Voltemos alguns anos no passado, e adotemos a lógica reducionista atual por um instante, abrindo mão de rigores semânticos, exatamente como os jornais e alguns políticos têm feito hoje. Será que a descriminalização do aborto, a liberação do plantio e uso de maconha, a promoção da agenda LGBT nas escolas e a equiparação da união civil entre homossexuais ao casamento também não caberiam numa hipotética lista chamada de “pauta de costumes”? Penso que sim, aliás, parece-me que se encaixariam com ainda mais facilidade no termo do que a confusa mistura que envolve projetos de trânsito, segurança e educação. Mesmo assim, aqueles itens da agenda petista jamais foram chamados de “pauta de costumes”.
Se a ideia era a de vincular os assuntos ao conservadorismo, o erro da generalização se torna ainda mais explícito, revelando até certa ignorância. O homeschooling, por exemplo, como já exposto de forma aprofundada em outras ocasiões nesse espaço, está longe de ser uma pauta de interesse exclusivo de conservadores. Entre seus defensores estão liberais e esquerdistas com notórias ressalvas ao governo Bolsonaro e até mesmo aos outros itens da “pauta de costumes”.

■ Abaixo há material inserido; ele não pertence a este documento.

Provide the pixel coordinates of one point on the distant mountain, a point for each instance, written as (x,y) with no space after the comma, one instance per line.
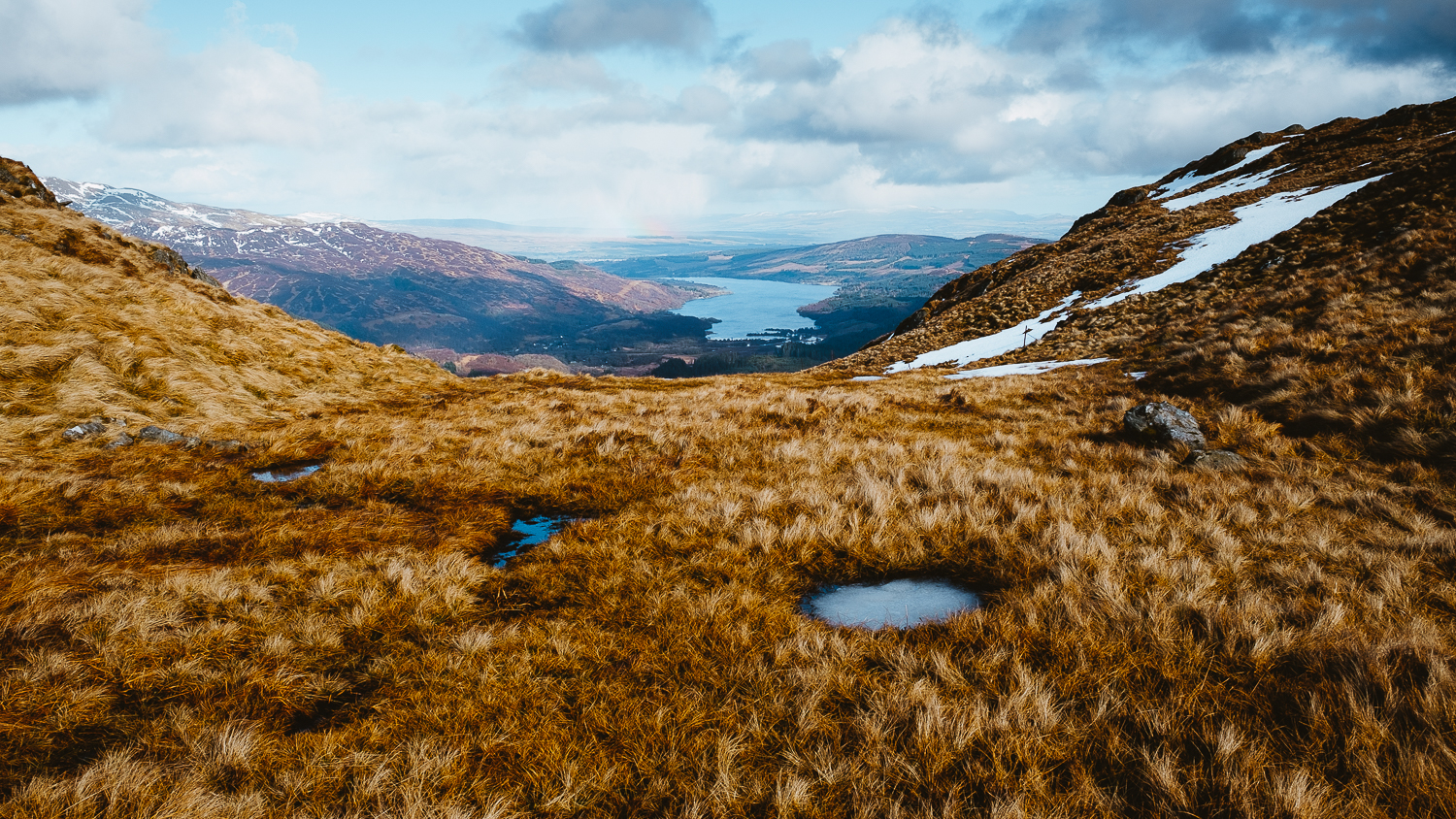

É fácil encontrar, por exemplo, famílias adeptas e defensoras da educação domiciliar que consideram uma loucura a proposta de dispensar o uso da cadeirinha de segurança para crianças em automóveis, sugestão que ganhou grande repercussão no ano passado. O perfil pacifista e religioso de outras famílias homeschoolers também as faz ver com preocupação o porte de armas liberado, ainda que a posse tenha mais aceitação.
Na verdade, entre as famílias adeptas da educação domiciliar, há todo tipo de costume, exatamente como ocorre em qualquer sociedade. O problema é que essa constatação não interessa aos opositores da modalidade. Para eles, é conveniente que o homeschooling, e todas as famílias que o praticam, continue sendo relacionado com extremismo e fantasias absurdas, como aquela que as apresenta como terraplanistas que mantêm os filhos numa cela de clausura.
É por isso que, para quem odeia a modalidade, quanto mais os homeschoolers se esconderem, melhor, pois quando a verdade vem à tona, com grupos de pais e mães tão diferentes, embora unidos, organizados, formando associações, lutando por direitos e conversando sobre leis com políticos, a ridícula farsa fabricada por quem não quer a lei do homeschooling cai por terra.